"Pacific Rim: Rebelia"

"Pacific Rim" 5 lat temu nie zainteresowało mnie tak, żebym wybrał się na ten film i tak się złożyło, że do dziś go nie obejrzałem. Pomyślałem, że dzięki zmianie głównego bohatera będę w stanie odnaleźć się w tym świecie, nie zwróciłem jednak uwagi na fakt, że Jake Pentecost jest synem głównego bohatera poprzedniej części.
Jest to produkcja o ludziach walczących z kosmitami, więc istotne było, żeby przedstawić widzom prawdopodobnych obrońców filmowej Ziemi, a także skalę zagrożenia. Uważam, że twórcom przede wszystkim udało się to drugie. Owszem, Jake i Nate to postacie, które da się lubić, ale momentami przypominały mi bohaterów "Dnia Niepodległości: Odrodzenia", który to film bardzo polubiłem w kinie i tylko tam, bo później jakoś ciężko mi było go oglądać. Gdybym miał wybierać między Jakiem a Dylanem Hillerem, to wybrałbym Jake'a, ale w przypadku Nate'a i Jake'a Morrisona też wybrałbym Jake'a. Oczywiście jest to trochę ustawione, bo Jake'owie to główni bohaterowie swoich filmów, a ja nie chciałbym wybierać między nimi. Wracając do tematu, Jake, Nate i Amara są oczywiście motorem napędowym filmu, więc przedstawiono ich tak, by dało się zrozumieć ich motywacje, wszystko jest w tej kwestii zrozumiałe, jednakże miałem trochę (naprawdę niewiele) bardziej wygórowane oczekiwania.

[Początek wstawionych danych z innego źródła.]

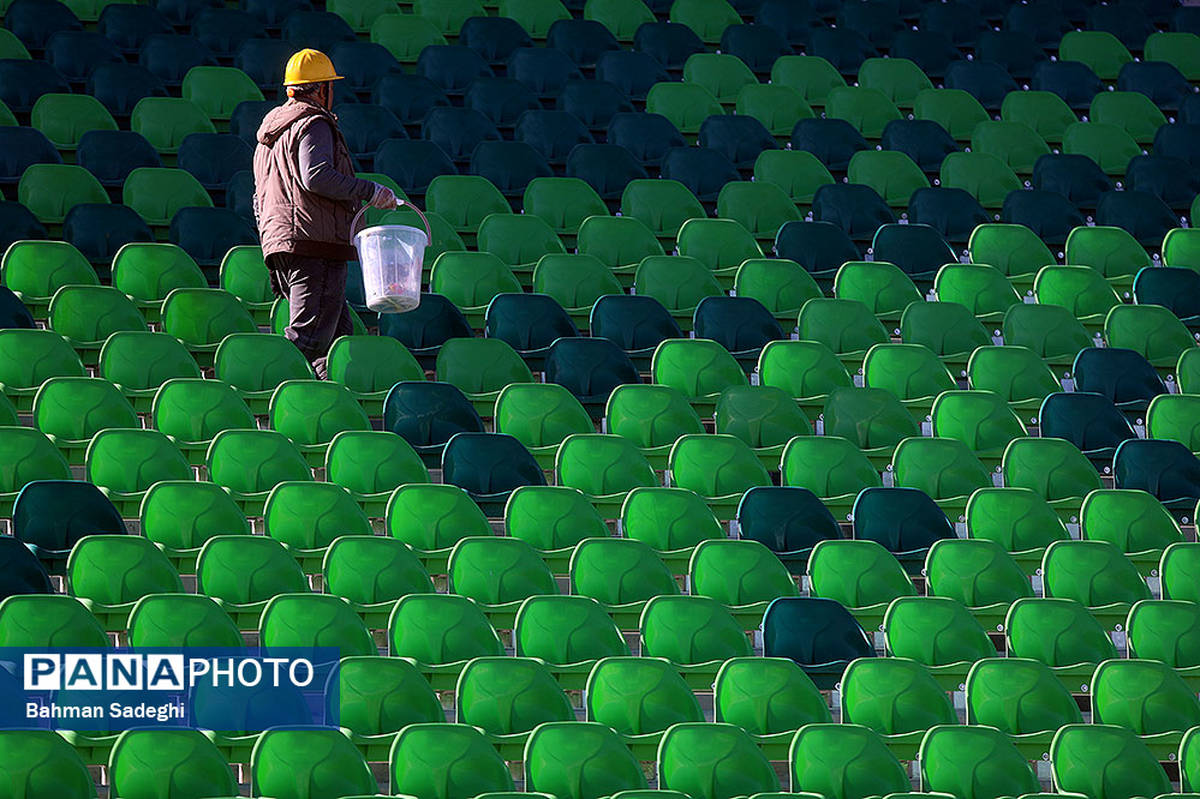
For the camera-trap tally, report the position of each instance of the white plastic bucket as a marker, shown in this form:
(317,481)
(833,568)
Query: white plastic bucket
(391,257)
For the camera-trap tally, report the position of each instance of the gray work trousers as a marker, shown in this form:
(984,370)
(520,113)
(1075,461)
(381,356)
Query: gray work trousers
(316,293)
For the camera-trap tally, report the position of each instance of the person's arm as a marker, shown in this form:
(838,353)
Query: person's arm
(317,172)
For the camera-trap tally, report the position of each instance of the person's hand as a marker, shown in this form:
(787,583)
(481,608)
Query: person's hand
(384,198)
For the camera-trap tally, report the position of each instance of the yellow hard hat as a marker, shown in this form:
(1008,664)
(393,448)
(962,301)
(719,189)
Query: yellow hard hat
(309,66)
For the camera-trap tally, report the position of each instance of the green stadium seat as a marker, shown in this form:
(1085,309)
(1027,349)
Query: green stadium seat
(981,174)
(381,696)
(911,372)
(48,620)
(472,280)
(859,575)
(519,240)
(1145,696)
(156,193)
(1018,518)
(181,620)
(833,468)
(622,574)
(315,620)
(661,204)
(166,121)
(893,174)
(778,107)
(1091,572)
(148,272)
(28,455)
(575,282)
(639,697)
(669,518)
(882,287)
(763,416)
(498,570)
(1101,50)
(111,572)
(1019,696)
(1131,520)
(64,119)
(241,572)
(445,761)
(257,364)
(507,697)
(983,289)
(619,242)
(957,110)
(433,516)
(691,631)
(563,203)
(126,462)
(250,462)
(718,467)
(973,760)
(653,418)
(867,109)
(1131,110)
(202,317)
(41,761)
(217,91)
(810,74)
(52,190)
(540,415)
(976,572)
(1164,631)
(53,512)
(899,79)
(720,73)
(935,631)
(817,634)
(70,410)
(1083,756)
(943,468)
(871,418)
(1051,467)
(1017,144)
(622,17)
(1109,145)
(738,572)
(1151,330)
(309,763)
(481,368)
(1080,289)
(35,270)
(88,314)
(797,172)
(1015,373)
(895,697)
(180,516)
(570,632)
(713,760)
(372,572)
(552,518)
(767,696)
(685,104)
(847,326)
(307,516)
(844,761)
(311,413)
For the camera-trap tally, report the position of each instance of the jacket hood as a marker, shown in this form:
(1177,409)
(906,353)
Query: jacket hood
(280,119)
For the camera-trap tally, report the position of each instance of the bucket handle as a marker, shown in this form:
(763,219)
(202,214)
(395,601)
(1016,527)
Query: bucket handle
(429,232)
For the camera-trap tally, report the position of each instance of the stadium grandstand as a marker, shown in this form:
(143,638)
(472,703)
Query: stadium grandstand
(803,398)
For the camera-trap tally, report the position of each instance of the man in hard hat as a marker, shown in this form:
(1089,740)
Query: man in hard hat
(305,198)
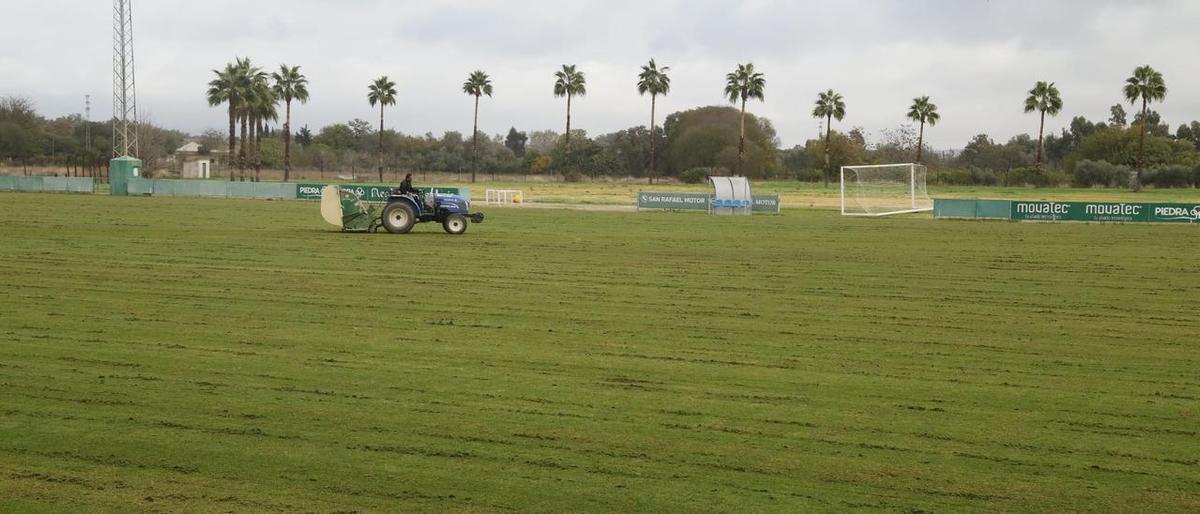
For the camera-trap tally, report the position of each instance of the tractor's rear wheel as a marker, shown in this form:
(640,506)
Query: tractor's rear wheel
(455,223)
(399,217)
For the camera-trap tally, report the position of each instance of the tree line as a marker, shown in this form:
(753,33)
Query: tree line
(688,144)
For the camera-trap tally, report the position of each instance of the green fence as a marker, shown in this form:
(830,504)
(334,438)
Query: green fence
(1095,211)
(371,192)
(693,201)
(211,189)
(48,184)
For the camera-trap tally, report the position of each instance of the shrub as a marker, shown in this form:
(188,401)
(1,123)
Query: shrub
(696,175)
(969,177)
(1032,177)
(1099,173)
(1169,177)
(809,175)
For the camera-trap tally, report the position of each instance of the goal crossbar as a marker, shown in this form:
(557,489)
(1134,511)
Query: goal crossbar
(883,190)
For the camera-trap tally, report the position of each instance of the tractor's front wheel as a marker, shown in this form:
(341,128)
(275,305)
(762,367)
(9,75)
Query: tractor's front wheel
(455,223)
(399,217)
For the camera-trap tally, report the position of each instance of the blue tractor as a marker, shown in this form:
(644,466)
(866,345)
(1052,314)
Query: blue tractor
(345,208)
(405,210)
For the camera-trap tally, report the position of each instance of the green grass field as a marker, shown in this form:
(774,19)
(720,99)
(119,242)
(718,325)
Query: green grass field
(216,356)
(807,195)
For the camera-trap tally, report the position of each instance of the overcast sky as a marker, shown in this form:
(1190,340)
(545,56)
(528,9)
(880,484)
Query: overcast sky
(975,58)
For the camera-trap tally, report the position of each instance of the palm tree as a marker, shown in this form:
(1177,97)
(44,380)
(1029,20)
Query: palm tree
(829,105)
(382,91)
(569,83)
(1043,97)
(744,83)
(225,89)
(263,102)
(478,84)
(249,78)
(289,84)
(654,81)
(925,113)
(1147,85)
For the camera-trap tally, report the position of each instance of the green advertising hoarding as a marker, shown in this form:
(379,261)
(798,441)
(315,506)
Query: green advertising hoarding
(693,201)
(1107,211)
(673,201)
(369,192)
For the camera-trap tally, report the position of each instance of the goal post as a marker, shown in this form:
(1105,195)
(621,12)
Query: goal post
(883,190)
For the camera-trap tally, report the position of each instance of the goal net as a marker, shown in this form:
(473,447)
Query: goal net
(883,190)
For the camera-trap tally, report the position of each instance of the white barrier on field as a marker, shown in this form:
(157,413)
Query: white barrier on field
(504,197)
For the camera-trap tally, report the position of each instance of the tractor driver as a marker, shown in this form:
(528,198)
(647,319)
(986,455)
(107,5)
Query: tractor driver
(406,187)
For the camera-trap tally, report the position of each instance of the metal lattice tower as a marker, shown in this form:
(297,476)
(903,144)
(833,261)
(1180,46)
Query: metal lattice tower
(125,103)
(87,124)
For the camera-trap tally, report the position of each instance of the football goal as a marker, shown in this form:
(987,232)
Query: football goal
(883,190)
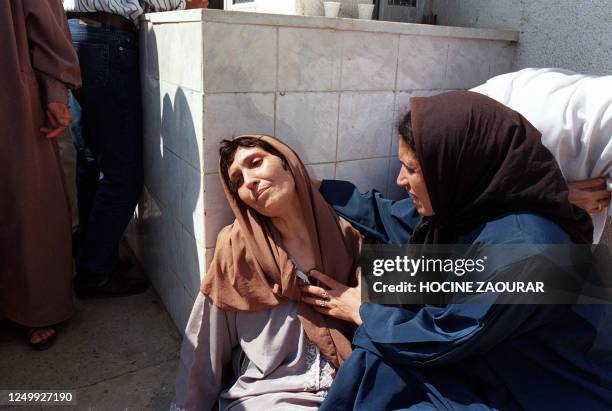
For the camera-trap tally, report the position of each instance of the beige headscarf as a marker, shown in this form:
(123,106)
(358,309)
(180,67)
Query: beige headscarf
(251,272)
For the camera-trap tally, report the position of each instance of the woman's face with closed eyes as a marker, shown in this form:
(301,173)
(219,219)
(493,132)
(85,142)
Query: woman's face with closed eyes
(261,181)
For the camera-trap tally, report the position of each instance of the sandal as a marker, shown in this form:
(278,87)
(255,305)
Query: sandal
(46,343)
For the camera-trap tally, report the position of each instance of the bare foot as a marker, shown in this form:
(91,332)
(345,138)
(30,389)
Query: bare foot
(41,335)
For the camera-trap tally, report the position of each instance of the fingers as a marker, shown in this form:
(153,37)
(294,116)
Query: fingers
(594,183)
(58,114)
(316,302)
(51,133)
(330,282)
(601,195)
(316,291)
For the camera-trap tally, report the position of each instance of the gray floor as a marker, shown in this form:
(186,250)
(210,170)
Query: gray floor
(118,354)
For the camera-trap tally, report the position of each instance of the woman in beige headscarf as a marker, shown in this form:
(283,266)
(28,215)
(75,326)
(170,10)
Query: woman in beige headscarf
(248,316)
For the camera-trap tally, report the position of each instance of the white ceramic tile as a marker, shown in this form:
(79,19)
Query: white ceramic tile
(181,122)
(191,201)
(171,176)
(468,63)
(175,301)
(365,174)
(310,8)
(217,212)
(170,242)
(356,4)
(189,262)
(393,190)
(229,115)
(346,9)
(308,123)
(168,45)
(325,171)
(422,62)
(503,56)
(239,58)
(365,125)
(187,308)
(369,61)
(308,60)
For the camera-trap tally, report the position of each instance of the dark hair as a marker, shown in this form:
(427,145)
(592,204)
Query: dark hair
(228,148)
(405,130)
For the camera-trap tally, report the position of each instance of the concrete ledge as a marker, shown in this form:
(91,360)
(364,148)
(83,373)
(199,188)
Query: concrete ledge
(342,24)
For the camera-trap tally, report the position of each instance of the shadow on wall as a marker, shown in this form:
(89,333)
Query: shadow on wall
(164,233)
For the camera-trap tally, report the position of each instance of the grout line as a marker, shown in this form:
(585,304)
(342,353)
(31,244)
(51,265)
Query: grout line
(399,38)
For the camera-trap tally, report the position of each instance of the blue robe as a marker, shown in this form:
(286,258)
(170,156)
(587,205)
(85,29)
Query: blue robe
(464,356)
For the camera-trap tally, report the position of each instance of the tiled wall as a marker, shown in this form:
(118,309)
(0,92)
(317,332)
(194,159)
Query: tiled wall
(332,95)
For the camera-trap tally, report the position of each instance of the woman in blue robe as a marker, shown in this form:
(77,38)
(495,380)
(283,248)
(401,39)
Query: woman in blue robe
(477,174)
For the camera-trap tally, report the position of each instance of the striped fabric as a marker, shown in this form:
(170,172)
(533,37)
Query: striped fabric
(131,9)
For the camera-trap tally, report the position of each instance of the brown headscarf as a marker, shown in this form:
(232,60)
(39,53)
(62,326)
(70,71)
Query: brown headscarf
(480,160)
(250,271)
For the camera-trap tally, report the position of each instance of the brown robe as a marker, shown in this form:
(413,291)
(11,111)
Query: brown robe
(37,65)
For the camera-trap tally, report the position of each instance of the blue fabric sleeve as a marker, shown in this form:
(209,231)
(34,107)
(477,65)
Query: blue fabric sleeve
(377,218)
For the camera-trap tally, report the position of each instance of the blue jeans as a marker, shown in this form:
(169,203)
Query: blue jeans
(108,142)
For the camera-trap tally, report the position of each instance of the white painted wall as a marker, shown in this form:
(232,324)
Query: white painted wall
(575,35)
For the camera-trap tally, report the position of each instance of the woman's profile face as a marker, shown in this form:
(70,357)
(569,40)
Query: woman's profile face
(261,181)
(411,178)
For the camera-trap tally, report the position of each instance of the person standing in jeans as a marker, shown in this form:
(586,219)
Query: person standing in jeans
(108,139)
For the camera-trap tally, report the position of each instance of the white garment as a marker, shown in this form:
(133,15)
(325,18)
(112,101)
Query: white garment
(130,9)
(574,114)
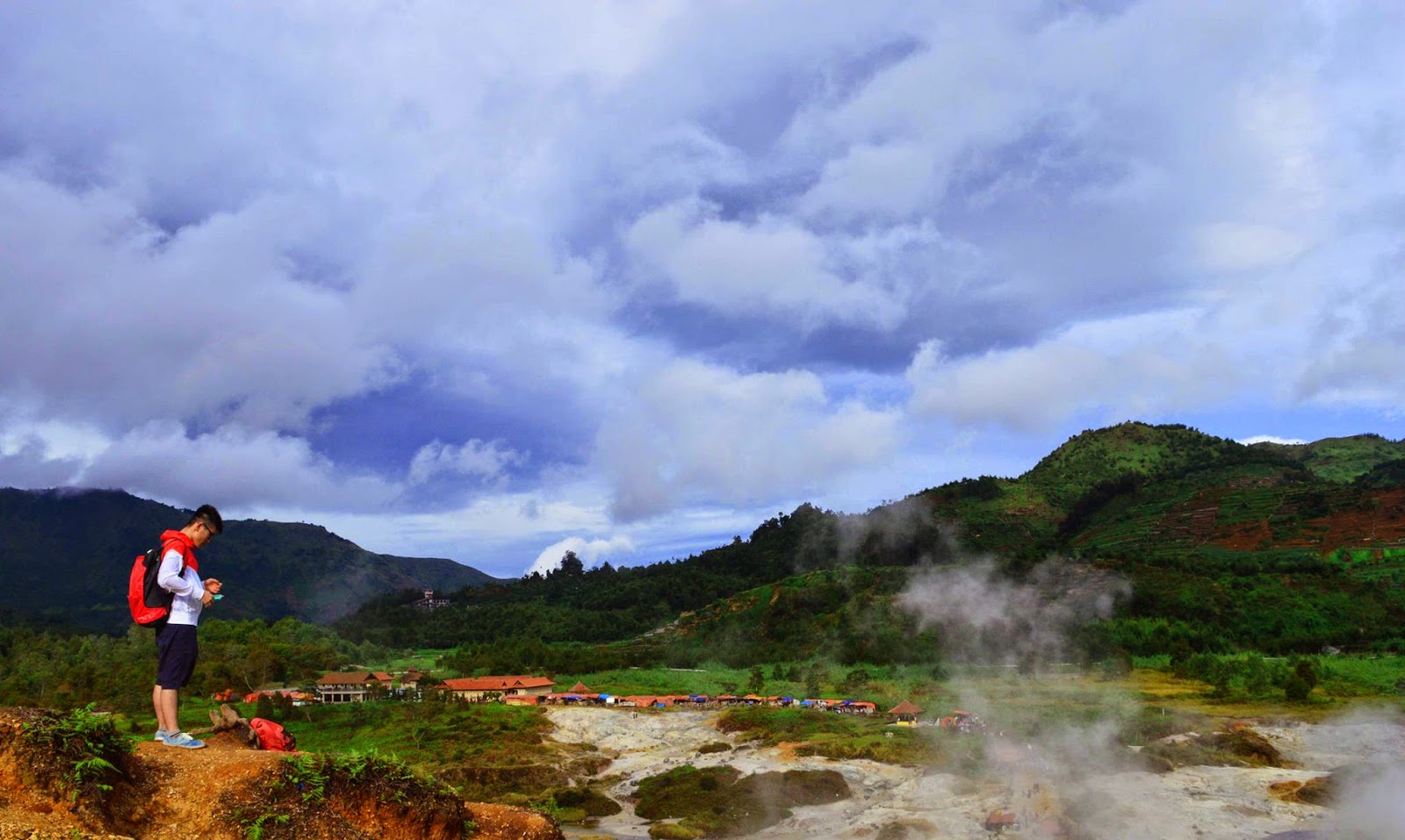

Wśród pozostałych osób znajdowały się takie, które były w poprzedniej części i podczas pierwszych scen z nimi towarzyszyła mi myśl, że jednak powinienem wcześniej obejrzeć prequel. Ostatecznie uważam, że tylko wątek Maro Mori tego wymaga, natomiast nieznajomość Hermanna i Newtona, jak sądzę, tylko pomogła mi być pozytywnie zaskoczonym rozwojem sytuacji. Możliwe, że się mylę i jest szansa, że odebrałbym to jeszcze lepiej, gdybym się przygotował. Z nowych osób jest Liwen, której charakter najbardziej mi się spodobał, więc żałuję, że nie było jej więcej i liczę na poprawę przy ewentualnej trzeciej części. Są również kadeci, bez których ta produkcja mogłaby być zbyt ciężka, ale z ciężkim sercem nazwałbym ich bohaterem zbiorowym, choć widzę przy części potencjał przy wspomnianej, ewentualnej "trójce".
Krótko o dubbingu. Główna obsada powyżej standardów, pozostali na poziomie, choć znalazły się jednostki pod nim (Dobecka i Osentowski) i to trochę za bardzo. Marcel Sabat godnie zastąpił Sebastiana Fabijańskiego, który zdubbingował ostatnio Boyegę w "Ostatnich Jedi", ale oczywiście ciężko mi nawet jego wyróżnić na tle ogólnodubbingowym. Ewidentny problem był przy Liwen, która miała część dialogów po chińsku z oryginału i tworzyła się wyraźna różnica między Tian Jing a dubbingującą ją Angeliką Kurowską, oraz przy lektorze, któremu efekty dźwiękowe jasno "mówiły", że nie powinien czytać nazw lokacji. Z zastrzeżeń do tłumacza - kiepsko słuchało mi się, jak "Ajax" wymawiano /ajaks/, wypadałoby to przypilnować.
Podsumowując, produkcja jest bardzo przyjemna, a jej finał pozytywnie zaskakujący, jednakże sądzę, że minie dużo czasu, nim do niej wrócę. Polecam zapoznać się z nią wszystkim, którym podobał się sequel "Dnia Niepodległości", a nawet tym, którzy mieli do niego lekkie zastrzeżenia.